A pilot version will be available to some taxpayers in 13 states next year, according to CNN.
IRS is undergoing a significant overhaul of its operations despite ongoing threats from Republicans to cut its future funding or even abolish the agency entirely.
Ultimately, the IRS tax filing system could become an alternative to private tax preparation companies like H&R Block and TurboTax by Intuit.
However, the scope of the initial online program will be very limited. Only taxpayers with specific tax situations in those 13 states will be eligible to participate.
IRS expects that at least several hundred thousand taxpayers will choose to participate in the pilot project.
Critics of Direct File, including H&R Block and Intuit, argue that the government system is likely to provide worse conditions for taxpayers than those currently available. They believe that the federal tax collector should not also act as a tax preparer.
Taxpayers will still be able to use professional tax software, commercial tax software, or the existing Free File program provided by seven different private companies.
The Direct File pilot program will help IRS determine whether a government tax filing system can be offered to a larger number of taxpayers in the future.
Who Will Be Eligible for the Pilot Program Some taxpayers in Arizona, California, Massachusetts, and New York will have the opportunity to participate in the pilot program during the 2024 tax season, starting in January.
The Direct File pilot project will cover only individual federal tax returns. However, once the federal return is filed, taxpayers will have access to a state-supported tool they can use to file their state tax return.

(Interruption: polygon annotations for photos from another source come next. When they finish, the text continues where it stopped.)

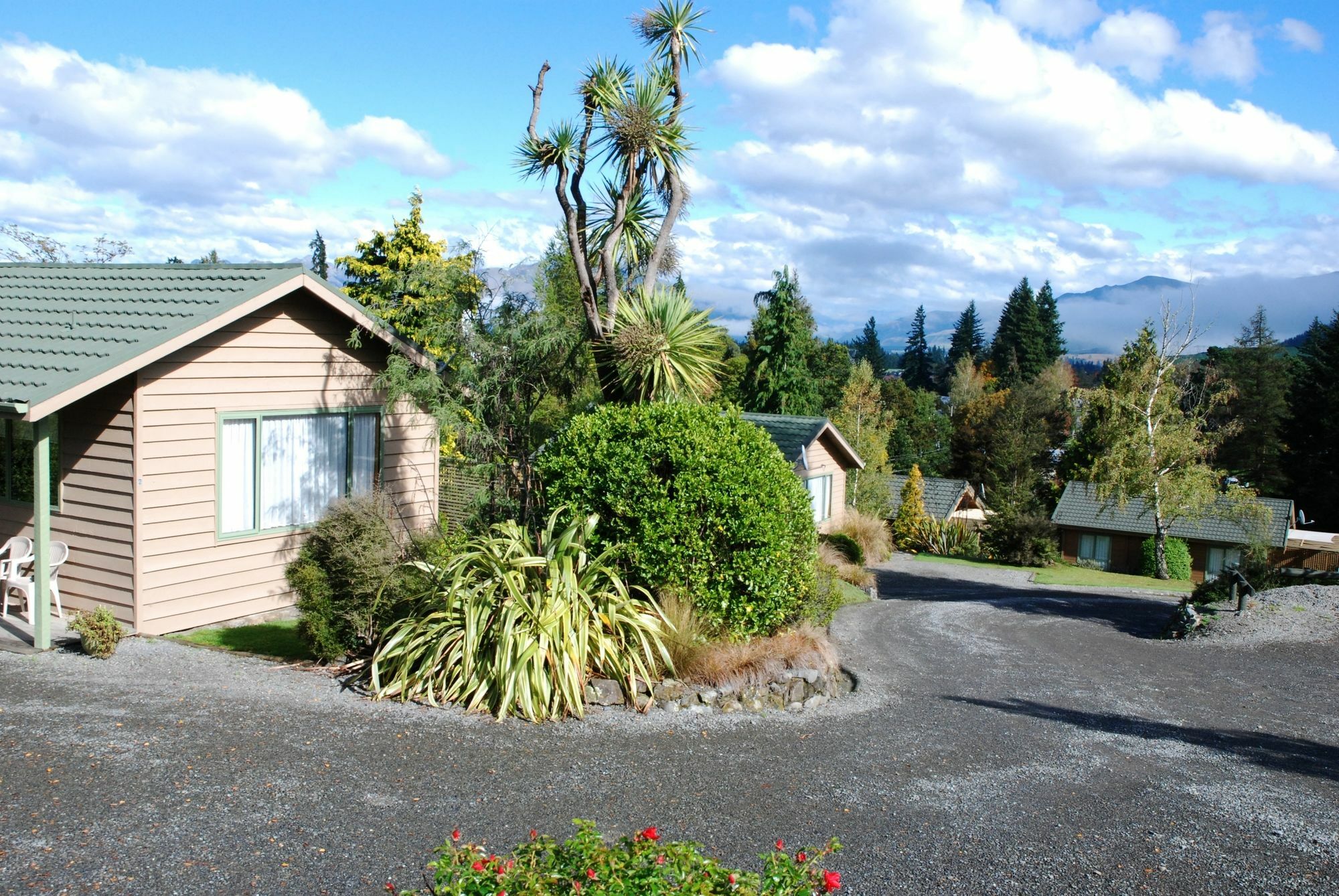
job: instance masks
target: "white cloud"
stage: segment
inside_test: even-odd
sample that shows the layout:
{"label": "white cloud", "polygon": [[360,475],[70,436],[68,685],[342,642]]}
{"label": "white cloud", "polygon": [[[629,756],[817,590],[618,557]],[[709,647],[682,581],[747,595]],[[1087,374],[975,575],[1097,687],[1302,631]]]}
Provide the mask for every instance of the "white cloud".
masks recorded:
{"label": "white cloud", "polygon": [[814,31],[818,28],[818,21],[814,19],[814,13],[809,12],[809,9],[805,9],[803,7],[790,7],[786,9],[786,19],[805,31]]}
{"label": "white cloud", "polygon": [[1292,44],[1293,50],[1320,52],[1326,48],[1324,35],[1300,19],[1284,19],[1280,21],[1279,36]]}
{"label": "white cloud", "polygon": [[1180,43],[1181,33],[1169,20],[1156,12],[1134,9],[1103,19],[1077,55],[1103,68],[1125,68],[1139,80],[1154,82],[1177,55]]}
{"label": "white cloud", "polygon": [[450,171],[400,119],[332,127],[300,92],[250,75],[0,43],[0,177],[64,175],[90,190],[208,204],[300,193],[362,158],[422,177]]}
{"label": "white cloud", "polygon": [[1000,0],[1000,12],[1051,38],[1073,38],[1102,17],[1097,0]]}
{"label": "white cloud", "polygon": [[1204,13],[1204,33],[1190,44],[1188,58],[1197,78],[1225,78],[1248,84],[1260,72],[1255,35],[1241,16],[1232,12]]}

Taxpayers in nine other states that do not have state income tax—Alaska, Florida, New Hampshire, Nevada, South Dakota, Tennessee, Texas, Washington, and Wyoming—may also be eligible to participate. However, not every taxpayer in the participating 13 states will be allowed to use Direct File next year. Eligibility will be limited to taxpayers with specific types of income who qualify for certain credits and deductions.

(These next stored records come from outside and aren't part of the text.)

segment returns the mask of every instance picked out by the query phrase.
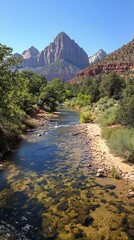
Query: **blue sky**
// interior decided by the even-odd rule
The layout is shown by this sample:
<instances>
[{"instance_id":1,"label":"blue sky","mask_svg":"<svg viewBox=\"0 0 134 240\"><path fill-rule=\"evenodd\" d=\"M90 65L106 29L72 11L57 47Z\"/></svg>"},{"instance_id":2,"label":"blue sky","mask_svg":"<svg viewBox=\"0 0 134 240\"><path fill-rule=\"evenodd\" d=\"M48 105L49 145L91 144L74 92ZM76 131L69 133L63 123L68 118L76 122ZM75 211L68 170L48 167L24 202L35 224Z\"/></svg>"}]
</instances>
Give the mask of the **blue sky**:
<instances>
[{"instance_id":1,"label":"blue sky","mask_svg":"<svg viewBox=\"0 0 134 240\"><path fill-rule=\"evenodd\" d=\"M0 0L0 42L43 50L65 32L88 54L110 53L134 35L134 0Z\"/></svg>"}]
</instances>

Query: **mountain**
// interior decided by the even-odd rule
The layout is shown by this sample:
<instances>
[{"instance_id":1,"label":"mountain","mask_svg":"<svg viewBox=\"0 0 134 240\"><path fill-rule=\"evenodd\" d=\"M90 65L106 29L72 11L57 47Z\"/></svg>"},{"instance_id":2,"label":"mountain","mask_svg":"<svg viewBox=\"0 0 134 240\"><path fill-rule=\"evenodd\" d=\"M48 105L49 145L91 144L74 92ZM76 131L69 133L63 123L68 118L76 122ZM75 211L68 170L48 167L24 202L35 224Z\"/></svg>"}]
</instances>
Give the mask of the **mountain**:
<instances>
[{"instance_id":1,"label":"mountain","mask_svg":"<svg viewBox=\"0 0 134 240\"><path fill-rule=\"evenodd\" d=\"M62 77L64 80L74 77L89 65L88 55L66 33L59 33L54 41L41 52L35 47L25 50L22 54L14 54L23 60L21 66L43 73L51 77Z\"/></svg>"},{"instance_id":2,"label":"mountain","mask_svg":"<svg viewBox=\"0 0 134 240\"><path fill-rule=\"evenodd\" d=\"M107 53L103 49L100 49L92 57L89 57L89 65L98 62L100 59L104 58L106 55Z\"/></svg>"},{"instance_id":3,"label":"mountain","mask_svg":"<svg viewBox=\"0 0 134 240\"><path fill-rule=\"evenodd\" d=\"M85 68L72 79L72 82L80 81L85 76L96 76L97 74L106 74L117 72L120 75L134 75L134 40L108 54L97 63Z\"/></svg>"}]
</instances>

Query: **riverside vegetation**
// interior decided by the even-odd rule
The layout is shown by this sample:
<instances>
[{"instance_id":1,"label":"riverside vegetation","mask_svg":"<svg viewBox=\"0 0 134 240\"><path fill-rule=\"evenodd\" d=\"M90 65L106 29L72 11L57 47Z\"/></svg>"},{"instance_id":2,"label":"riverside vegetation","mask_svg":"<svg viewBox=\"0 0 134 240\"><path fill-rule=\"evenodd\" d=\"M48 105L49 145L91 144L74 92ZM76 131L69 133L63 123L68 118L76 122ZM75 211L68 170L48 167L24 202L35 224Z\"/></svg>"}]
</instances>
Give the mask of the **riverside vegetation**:
<instances>
[{"instance_id":1,"label":"riverside vegetation","mask_svg":"<svg viewBox=\"0 0 134 240\"><path fill-rule=\"evenodd\" d=\"M118 154L134 162L134 79L117 73L85 77L71 84L60 79L47 82L32 71L12 70L20 60L12 49L0 45L0 152L4 154L27 127L35 127L27 116L41 108L47 112L59 103L77 106L81 122L96 121L103 127L102 136ZM115 125L114 128L109 126Z\"/></svg>"},{"instance_id":2,"label":"riverside vegetation","mask_svg":"<svg viewBox=\"0 0 134 240\"><path fill-rule=\"evenodd\" d=\"M134 79L117 73L85 77L70 85L67 106L81 110L81 122L97 122L114 152L134 163Z\"/></svg>"},{"instance_id":3,"label":"riverside vegetation","mask_svg":"<svg viewBox=\"0 0 134 240\"><path fill-rule=\"evenodd\" d=\"M0 44L0 153L4 155L27 127L35 127L29 115L37 109L55 111L65 91L59 79L47 82L43 75L18 71L20 60Z\"/></svg>"}]
</instances>

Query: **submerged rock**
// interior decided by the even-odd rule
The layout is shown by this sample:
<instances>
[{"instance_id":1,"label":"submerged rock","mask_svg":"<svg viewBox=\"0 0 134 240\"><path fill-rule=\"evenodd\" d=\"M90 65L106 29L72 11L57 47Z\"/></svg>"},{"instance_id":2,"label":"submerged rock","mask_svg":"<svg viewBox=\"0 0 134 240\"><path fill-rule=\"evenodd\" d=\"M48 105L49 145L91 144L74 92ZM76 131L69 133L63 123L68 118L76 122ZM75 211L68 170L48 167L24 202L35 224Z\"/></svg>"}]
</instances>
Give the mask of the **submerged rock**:
<instances>
[{"instance_id":1,"label":"submerged rock","mask_svg":"<svg viewBox=\"0 0 134 240\"><path fill-rule=\"evenodd\" d=\"M110 190L114 190L116 188L116 186L114 184L106 184L104 187L106 189L110 189Z\"/></svg>"}]
</instances>

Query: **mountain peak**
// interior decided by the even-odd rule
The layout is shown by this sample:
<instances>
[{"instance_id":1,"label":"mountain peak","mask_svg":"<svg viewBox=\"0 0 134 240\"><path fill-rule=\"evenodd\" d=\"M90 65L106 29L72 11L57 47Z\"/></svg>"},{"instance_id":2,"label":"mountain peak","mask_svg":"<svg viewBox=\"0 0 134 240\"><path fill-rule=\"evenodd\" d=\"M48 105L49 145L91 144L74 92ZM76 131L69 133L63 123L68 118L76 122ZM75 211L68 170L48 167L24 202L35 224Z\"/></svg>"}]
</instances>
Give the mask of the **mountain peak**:
<instances>
[{"instance_id":1,"label":"mountain peak","mask_svg":"<svg viewBox=\"0 0 134 240\"><path fill-rule=\"evenodd\" d=\"M45 65L52 64L60 59L82 68L89 65L86 52L65 32L59 33L54 42L44 49L44 59Z\"/></svg>"},{"instance_id":2,"label":"mountain peak","mask_svg":"<svg viewBox=\"0 0 134 240\"><path fill-rule=\"evenodd\" d=\"M31 46L30 48L28 48L22 53L22 56L24 59L26 59L30 57L36 57L38 54L39 54L39 51L37 50L37 48L35 48L34 46Z\"/></svg>"},{"instance_id":3,"label":"mountain peak","mask_svg":"<svg viewBox=\"0 0 134 240\"><path fill-rule=\"evenodd\" d=\"M91 65L91 64L96 63L97 61L99 61L100 59L105 57L106 55L107 55L107 53L103 49L100 49L93 56L89 57L89 64Z\"/></svg>"}]
</instances>

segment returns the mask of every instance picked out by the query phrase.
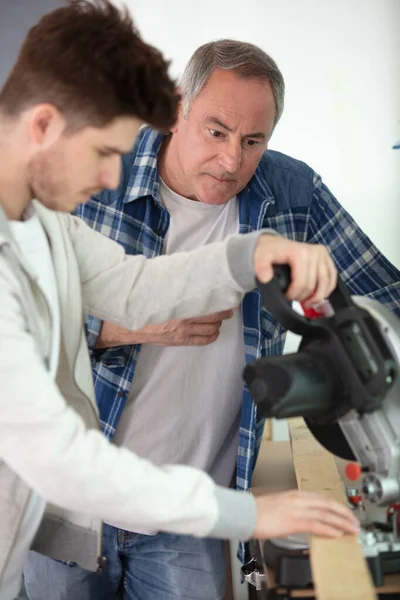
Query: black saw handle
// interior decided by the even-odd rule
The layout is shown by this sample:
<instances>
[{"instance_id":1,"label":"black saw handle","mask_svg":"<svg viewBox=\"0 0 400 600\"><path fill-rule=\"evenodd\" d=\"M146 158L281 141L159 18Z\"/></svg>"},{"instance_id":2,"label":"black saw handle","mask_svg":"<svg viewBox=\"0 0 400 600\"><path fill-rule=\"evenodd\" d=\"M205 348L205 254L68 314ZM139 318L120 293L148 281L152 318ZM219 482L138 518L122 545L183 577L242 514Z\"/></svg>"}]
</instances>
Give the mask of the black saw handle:
<instances>
[{"instance_id":1,"label":"black saw handle","mask_svg":"<svg viewBox=\"0 0 400 600\"><path fill-rule=\"evenodd\" d=\"M275 316L279 323L289 331L302 336L313 336L316 331L326 328L326 319L308 319L300 315L293 310L291 303L285 298L284 294L292 280L290 266L274 265L274 274L275 276L268 283L257 280L257 285L261 293L263 306ZM328 300L335 312L355 306L339 276L336 288Z\"/></svg>"}]
</instances>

IRS has not yet specified the exact tax situations that will be compatible with the pilot program next year. However, it is expected that those with wage income reported on Form W-2 and those eligible for tax credits such as the Earned Income Tax Credit and the Child Tax Credit may be able to use the program.
Major Changes IRS has endured years of funding cuts, leading to reductions in staffing and audits. However, thanks to the Democrats' Inflation Reduction Act, a substantial federal spending package passed by Congress in 2022, the agency will receive a stable stream of long-term funding. This funding will aid in combatting tax evasion and transforming the agency's operations.
IRS claims that these funds have already helped improve taxpayer service. In the 2023 filing season, the agency answered 3 million more calls and reduced wait times from 28 minutes to three minutes compared to the previous year.
IRS has also begun a plan to digitize all paper tax returns by 2025, with expectations of reducing processing time by half and speeding up tax refunds by four weeks.
The Inflation Reduction Act included a provision allocating $80 billion to IRS over ten years, but Republicans raised concerns about whether these investments would lead to increased audits for the average American. Earlier this year, Republican lawmakers were able to restore $20 billion in funding as part of a bipartisan debt ceiling resolution.
The White House asserts that the funding cut will not fundamentally change what IRS can do over the next few years. Representatives of the Biden administration have also repeatedly stated that taxpayers earning less than $400,000 per year will not face increased audits due to the new funding.